Converge Faster, Talk Less: Hessian-Informed Federated Zeroth-Order Optimization

ICLR 2026 Conference SubmissionAnonymous Authors

OpenReview Score: 5.6 Download Report PDF

Zeroth-Order OptimizationFederated OptimizationHessian

Zeroth-order (ZO) optimization enables dimension-free communication in federated learning (FL), making it attractive for fine-tuning of large language models (LLMs) due to significant communication savings. However, existing ZO-FL methods largely overlook curvature information, despite its well-established benefits for convergence acceleration. To address this, we propose HiSo, a Hessian-informed ZO federated optimization method that accelerates convergence by leveraging global diagonal Hessian approximations, while strictly preserving scalar-only communication without transmitting any second-order information. Theoretically, for non-convex functions, we show that HiSo can achieve an accelerated convergence rate that is independent of the Lipschitz constant $L$ and model dimension $d$ under some Hessian approximation assumptions, offering a plausible explanation for the observed phenomenon of ZO convergence being much faster than its worst-case $O(d)$ -bound. Empirically, across diverse LLM fine-tuning benchmarks, HiSo delivers a 1 $\sim$ 5× speedup in communication rounds over existing state-of-the-art ZO-FL baselines. This superior convergence not only cuts communication costs but also provides strong empirical evidence that Hessian information acts as an effective accelerator in federated ZO optimization settings.

Abstract:

Disclaimer

This report is AI-GENERATED using Large Language Models and WisPaper (A scholar search engine). It analyzes academic papers' tasks and contributions against retrieved prior work. While this system identifies POTENTIAL overlaps and novel directions, ITS COVERAGE IS NOT EXHAUSTIVE AND JUDGMENTS ARE APPROXIMATE. These results are intended to assist human reviewers and SHOULD NOT be relied upon as a definitive verdict on novelty.

NOTE that some papers exist in multiple, slightly different versions (e.g., with different titles or URLs). The system may retrieve several versions of the same underlying work. The current automated pipeline does not reliably align or distinguish these cases, so human reviewers will need to disambiguate them manually.

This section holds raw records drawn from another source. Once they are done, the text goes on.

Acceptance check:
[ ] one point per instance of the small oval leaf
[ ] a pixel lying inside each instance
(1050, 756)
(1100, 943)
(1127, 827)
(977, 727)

If you have any questions, please contact: mingzhang23@m.fudan.edu.cn

Overview

Overall Novelty Assessment

The paper proposes HiSo, a federated zeroth-order optimization method that leverages diagonal Hessian approximations to accelerate convergence while maintaining scalar-only communication. It occupies the 'Scalar-Only Communication Frameworks with Hessian Acceleration' leaf, which contains only three papers including this work. This represents a sparse research direction within the broader taxonomy of 23 papers, suggesting the intersection of dimension-free communication and Hessian-informed federated zeroth-order methods remains relatively unexplored compared to adjacent areas like centralized Hessian-aware methods or distributed consensus algorithms.

The taxonomy reveals neighboring directions including incremental Hessian estimation for federated zeroth-order optimization and Hessian approximation methods using compression or sketching. The original paper diverges from these by avoiding any second-order information transmission, contrasting with approaches like Hessian-weighted aggregation or eigenvector sharing that require richer communication primitives. Its closest structural neighbors are centralized Hessian-aware zeroth-order methods, which achieve similar convergence benefits but lack the federated communication constraints. The taxonomy boundaries clarify that HiSo sits at the intersection of federated learning efficiency demands and curvature exploitation, distinct from pure gradient-free methods without second-order awareness.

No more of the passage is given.